Metrics¤

Artifex ships a narrow evaluation surface with explicit dependencies. It is not a full built-in evaluation catalog with pretrained backends.

Supported Runtime Metrics¤

image:fid via FrechetInceptionDistance with a caller-supplied feature_extractor
image:is via InceptionScore with a caller-supplied classifier
text:perplexity via Perplexity with a caller-supplied model or explicit log_probs at compute time

Unsupported metric specs raise during pipeline construction. The retained pipeline does not silently skip bleu, rouge, or other unimplemented names.

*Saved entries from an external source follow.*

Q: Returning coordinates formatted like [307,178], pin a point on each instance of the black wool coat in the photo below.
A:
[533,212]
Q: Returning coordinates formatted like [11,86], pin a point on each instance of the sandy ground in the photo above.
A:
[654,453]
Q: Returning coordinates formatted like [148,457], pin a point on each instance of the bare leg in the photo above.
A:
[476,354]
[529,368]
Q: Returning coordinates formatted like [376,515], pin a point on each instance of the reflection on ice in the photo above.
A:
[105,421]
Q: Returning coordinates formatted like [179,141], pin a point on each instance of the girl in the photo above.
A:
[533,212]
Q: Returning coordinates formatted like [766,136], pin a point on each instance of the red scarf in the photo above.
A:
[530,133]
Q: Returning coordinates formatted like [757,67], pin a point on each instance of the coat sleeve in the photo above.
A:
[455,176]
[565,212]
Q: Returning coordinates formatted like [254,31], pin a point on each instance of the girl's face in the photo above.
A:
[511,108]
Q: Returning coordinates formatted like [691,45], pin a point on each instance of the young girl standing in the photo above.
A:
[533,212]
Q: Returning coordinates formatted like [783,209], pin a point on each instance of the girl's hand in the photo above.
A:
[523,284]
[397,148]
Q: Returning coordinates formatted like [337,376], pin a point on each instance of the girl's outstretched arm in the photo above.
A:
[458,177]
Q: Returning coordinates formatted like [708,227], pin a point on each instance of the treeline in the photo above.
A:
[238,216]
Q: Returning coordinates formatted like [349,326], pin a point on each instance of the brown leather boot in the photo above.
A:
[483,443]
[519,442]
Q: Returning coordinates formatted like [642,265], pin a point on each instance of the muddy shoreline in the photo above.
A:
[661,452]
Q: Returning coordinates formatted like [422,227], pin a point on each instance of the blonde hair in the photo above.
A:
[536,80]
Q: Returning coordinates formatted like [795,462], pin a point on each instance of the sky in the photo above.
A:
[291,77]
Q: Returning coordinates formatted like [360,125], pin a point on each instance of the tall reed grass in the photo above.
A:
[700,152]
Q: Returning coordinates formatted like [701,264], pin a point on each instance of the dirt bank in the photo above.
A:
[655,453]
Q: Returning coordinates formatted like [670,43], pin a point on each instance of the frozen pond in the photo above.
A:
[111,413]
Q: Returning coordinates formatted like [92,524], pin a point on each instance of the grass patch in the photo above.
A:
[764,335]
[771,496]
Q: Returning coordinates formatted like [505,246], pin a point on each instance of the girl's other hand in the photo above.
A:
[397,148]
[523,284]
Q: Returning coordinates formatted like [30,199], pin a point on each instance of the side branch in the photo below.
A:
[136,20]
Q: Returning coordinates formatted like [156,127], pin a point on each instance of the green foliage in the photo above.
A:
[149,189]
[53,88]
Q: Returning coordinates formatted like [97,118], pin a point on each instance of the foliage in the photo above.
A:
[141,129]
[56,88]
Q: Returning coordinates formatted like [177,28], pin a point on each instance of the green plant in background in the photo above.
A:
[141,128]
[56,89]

Explicit Dependency Example¤

import jax.numpy as jnp
from flax import nnx

from artifex.generative_models.core.configuration import EvaluationConfig
from artifex.generative_models.core.evaluation.metrics import EvaluationPipeline


def feature_extractor(images):
    means = jnp.mean(images, axis=(1, 2, 3))
    stds = jnp.std(images, axis=(1, 2, 3))
    return jnp.stack([means, stds], axis=1)


def classifier(images):
    logits = jnp.mean(images, axis=(1, 2, 3), keepdims=True)
    return jnp.tile(logits, (1, 10))


def language_model(inputs):
    return jnp.full(inputs.shape, -0.5)


config = EvaluationConfig(
    name="eval",
    metrics=["image:fid", "image:is", "text:perplexity"],
    metric_params={
        "fid": {"feature_extractor": feature_extractor},
        "is": {"classifier": classifier},
        "perplexity": {"model": language_model},
    },
)

pipeline = EvaluationPipeline(config, rngs=nnx.Rngs(0))

Pipeline Rules¤

EvaluationPipeline requires modality:metric specs.
Supported metric specs are image:fid, image:is, and text:perplexity.
Unsupported metric specs raise instead of being skipped.

Registry Ownership¤

Registry-backed lookup, collections, and suites live in calibrax.metrics.MetricRegistry and the surrounding Calibrax metric composition helpers. Artifex does not ship a parallel registry wrapper in the core evaluation package.